Considering the structural homology model of the 2′-O-ribose methyltransferase domain of the L protein that we recently presented, if residue 1762, when mutated to glutamic acid, results in an L protein that hyperpolyadenylates even in the absence of exogenous SAH, is positioned with respect to SAM as depicted in our model, it is reasonable to suggest that the D1762E polymerase may favor binding to SAH over SAM. The difference in size between aspartic acid and glutamic acid is roughly equivalent to the methyl group of SAM, with the exception of a single hydrogen atom and thus may reasonably occupy similar three-dimensional space. The presence of glutamic acid at position 1762 may be large enough to interfere with SAM binding, but not SAH binding. Our viral in vitro transcription reactions contain SAM and SAH, as provided by the rabbit reticulocyte lysate; therefore, these experiments do not conclusively determine whether the hyperpolyadenylation observed for the D1762E polymerase is due to polymerase that favors SAH binding over SAM binding, or whether it is due to an intrinsic component of the mutant polymerase. Additional studies aimed at investigating the substrate binding ability of this L protein will be important in addressing this phenotype further.

Another interesting finding brought to light by the poly(A) analyses presented here, both in vitro and in infected cells, was that with wild-type VSV L protein in the absence of SAH, there was a minor population of poly(A) tails that were excessively long (>800 nt), similar to those observed with wild-type VSV in the presence of SAH (Fig. 3A, compare lanes 2 and 10; Fig. 5, compare lanes 2 and 4). Despite extensive studies delineating the cis-acting regulatory sequences involved in VSV transcription, there are many aspects of transcription that are poorly understood. In particular, the mechanism of transcriptional attenuation that results in the polar gradient of mRNA synthesis is not known. To date, we know that extending the gene end U-tract results in increased attenuation that becomes greater with each inserted UMP residue (6). Also, it was shown recently that extending the distance between the gene end and the gene start sequence, either by increasing the intergenic region or by overlapping the gene end and gene start sequences by various lengths, resulted in increased transcriptional attenuation (4). It has been postulated that hyperpolyadenylation may also affect downstream initiation (21). It was originally suggested that a population of polymerases disengage from the template during the events that occur at each gene junction (27). However, the facts are that under normal conditions, the VSV polymerase synthesizes ca. 30% fewer transcripts after crossing each gene junction. Our data suggest that a possible reason for transcriptional attenuation with wild-type VSV might be due, in part, to a low level of hyperpolyadenylation that occurs naturally, which may result in conditions where polymerase is more susceptible to disengagement from the template. However, more extensive investigation is needed to test this hypothesis. For example, are the long poly(A) tails synthesized in the absence of SAH equally distributed among all mRNAs, or is a particular mRNA more susceptible to hyperpolyadenylation?

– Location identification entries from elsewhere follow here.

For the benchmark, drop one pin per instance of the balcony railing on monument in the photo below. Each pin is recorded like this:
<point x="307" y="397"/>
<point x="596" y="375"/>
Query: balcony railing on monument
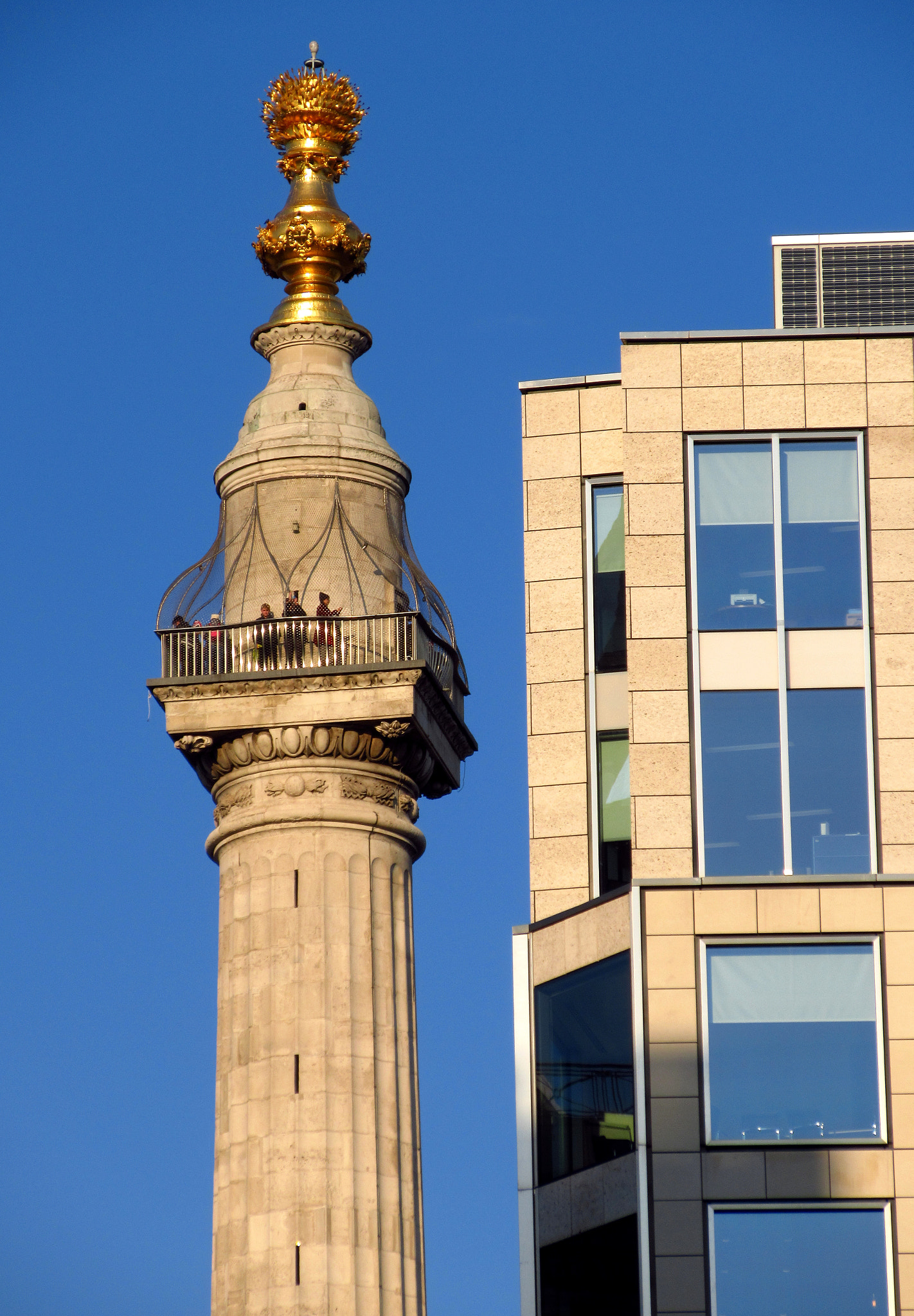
<point x="287" y="645"/>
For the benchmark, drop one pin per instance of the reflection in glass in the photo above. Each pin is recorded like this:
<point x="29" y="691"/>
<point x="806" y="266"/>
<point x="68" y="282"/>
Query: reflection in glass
<point x="615" y="814"/>
<point x="802" y="1263"/>
<point x="829" y="791"/>
<point x="592" y="1273"/>
<point x="742" y="782"/>
<point x="792" y="1043"/>
<point x="585" y="1095"/>
<point x="821" y="531"/>
<point x="609" y="580"/>
<point x="735" y="532"/>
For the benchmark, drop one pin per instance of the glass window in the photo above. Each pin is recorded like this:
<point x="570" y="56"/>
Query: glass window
<point x="592" y="1273"/>
<point x="585" y="1094"/>
<point x="735" y="532"/>
<point x="792" y="1044"/>
<point x="609" y="580"/>
<point x="615" y="812"/>
<point x="742" y="782"/>
<point x="800" y="1263"/>
<point x="829" y="792"/>
<point x="821" y="533"/>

In summary, the data presented here indicate that hyperpolyadenylation in the presence of SAH is dependent upon the methyltransferase activity of the L protein, suggesting a connection between 5′- and 3′-end mRNA modification. L proteins with mutations that rendered them unable to methylate the viral 5′ cap were not sensitive to the presence of SAH with respect to polyadenylation, whereas those that retained cap methyltransferase activity synthesized an excessively long poly(A) tail in the presence of 1 mM SAH. The data presented also show for the first time that elevated levels of SAH result in synthesis of mRNAs with excessively long poly(A) tails in VSV-infected cells, as well as in vitro. We have also identified an L-protein mutation, D1762E, that hyperpolyadenylates mRNA without regard to the presence or absence of exogenous SAH. Interestingly, this mutant does not possess methyltransferase activity, which may be due to preferential binding of SAH versus SAM.